In cinema, Surrealism doesn't function as a theoretical exercise. You need it when you want to tell stories through associations rather than causality—when one scene leads to the next because they fit emotionally or visually, not because the story logically demands it. This is the practical side: you imagine how the subconscious would edit a film. Not chronologically. Not motivated by plot. Motivated by inner images, by what's fermenting beneath the rational surface.
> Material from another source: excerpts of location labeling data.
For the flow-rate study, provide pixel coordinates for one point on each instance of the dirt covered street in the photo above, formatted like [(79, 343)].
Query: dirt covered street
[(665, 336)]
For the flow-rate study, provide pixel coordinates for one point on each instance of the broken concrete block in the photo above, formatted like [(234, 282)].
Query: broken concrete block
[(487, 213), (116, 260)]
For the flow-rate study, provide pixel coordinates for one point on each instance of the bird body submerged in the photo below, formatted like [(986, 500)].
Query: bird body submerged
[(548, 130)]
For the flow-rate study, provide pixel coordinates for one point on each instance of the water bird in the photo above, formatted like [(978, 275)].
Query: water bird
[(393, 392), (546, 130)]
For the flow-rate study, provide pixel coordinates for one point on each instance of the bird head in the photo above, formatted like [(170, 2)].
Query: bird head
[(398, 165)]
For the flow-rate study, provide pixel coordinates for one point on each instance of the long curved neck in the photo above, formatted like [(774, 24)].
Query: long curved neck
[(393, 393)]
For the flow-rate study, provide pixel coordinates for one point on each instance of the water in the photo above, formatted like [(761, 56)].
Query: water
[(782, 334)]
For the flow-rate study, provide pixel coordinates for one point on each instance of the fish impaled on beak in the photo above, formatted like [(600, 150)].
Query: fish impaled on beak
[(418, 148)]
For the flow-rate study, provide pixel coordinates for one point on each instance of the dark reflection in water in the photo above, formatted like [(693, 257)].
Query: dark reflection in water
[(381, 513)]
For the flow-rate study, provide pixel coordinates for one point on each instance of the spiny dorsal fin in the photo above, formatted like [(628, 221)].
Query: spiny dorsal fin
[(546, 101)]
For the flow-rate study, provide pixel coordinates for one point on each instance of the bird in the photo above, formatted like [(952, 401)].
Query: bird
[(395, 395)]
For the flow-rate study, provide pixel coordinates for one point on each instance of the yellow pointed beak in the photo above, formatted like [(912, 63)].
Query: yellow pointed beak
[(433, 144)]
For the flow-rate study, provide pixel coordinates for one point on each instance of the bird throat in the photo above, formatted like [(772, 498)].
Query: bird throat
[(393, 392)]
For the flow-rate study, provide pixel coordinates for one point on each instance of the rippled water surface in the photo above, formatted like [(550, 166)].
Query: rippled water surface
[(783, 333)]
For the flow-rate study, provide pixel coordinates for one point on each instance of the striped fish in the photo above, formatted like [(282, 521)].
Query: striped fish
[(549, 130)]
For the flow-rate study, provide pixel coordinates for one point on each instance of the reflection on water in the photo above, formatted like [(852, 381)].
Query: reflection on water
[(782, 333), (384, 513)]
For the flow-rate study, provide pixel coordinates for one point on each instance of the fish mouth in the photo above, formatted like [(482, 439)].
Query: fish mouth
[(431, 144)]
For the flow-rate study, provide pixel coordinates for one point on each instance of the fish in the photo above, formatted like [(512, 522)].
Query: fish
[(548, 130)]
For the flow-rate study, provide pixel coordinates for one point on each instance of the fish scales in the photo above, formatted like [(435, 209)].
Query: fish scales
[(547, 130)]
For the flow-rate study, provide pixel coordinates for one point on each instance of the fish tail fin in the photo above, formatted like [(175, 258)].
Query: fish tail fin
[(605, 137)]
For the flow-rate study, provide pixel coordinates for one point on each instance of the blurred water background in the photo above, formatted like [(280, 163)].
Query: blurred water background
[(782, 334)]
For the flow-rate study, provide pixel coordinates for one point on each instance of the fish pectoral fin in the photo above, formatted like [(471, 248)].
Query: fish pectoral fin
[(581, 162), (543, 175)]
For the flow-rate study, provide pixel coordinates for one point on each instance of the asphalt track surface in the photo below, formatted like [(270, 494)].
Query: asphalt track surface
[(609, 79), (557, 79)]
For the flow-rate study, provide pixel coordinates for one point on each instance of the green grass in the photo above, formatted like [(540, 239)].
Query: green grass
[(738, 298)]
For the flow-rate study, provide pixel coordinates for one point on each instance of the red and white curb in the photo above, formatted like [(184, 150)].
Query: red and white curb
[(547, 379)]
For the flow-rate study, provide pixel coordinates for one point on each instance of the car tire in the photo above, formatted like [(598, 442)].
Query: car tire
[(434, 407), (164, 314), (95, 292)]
On set, you notice this in blocking and composition. A surrealist film accepts contradictions—a person can be both young and old simultaneously (through editing or optical tricks), a room can change its geometry without explanation. You shoot transitions that are meant to be jarring. Not in a horror sense, but in the sense of: the viewer should switch off their rational brain and enter dream mode. Lynch does this with light and sound—a hum in the background that leads nowhere but alienates everything. Buñuel used bizarre props and unmotivated cuts to sabotage conventions.

Practically, this means: you need the courage for ellipsis. You omit scenes that would logically be necessary. You cut against the editing reflex that every editor has drilled into you—not because of the story, but because the image demands it. Lighting can be unmotivated. A character suddenly sits in darkness, even though logically the window should be bright. Jodorowsky combined Surrealism with spiritual symbolism—each image is simultaneously personally and universally enigmatic.

The most common mistake: confusing it with ambiguity or chaos. Surrealist cinema is not ambiguous—it is crystal clear in its internal logic, just not in its external one. Every shot is deliberate. But it's deliberate within a different grammar than that of realistic film. You need discipline for it, no less than for classical storytelling—only your rules come from dream logic, not from the screenplay.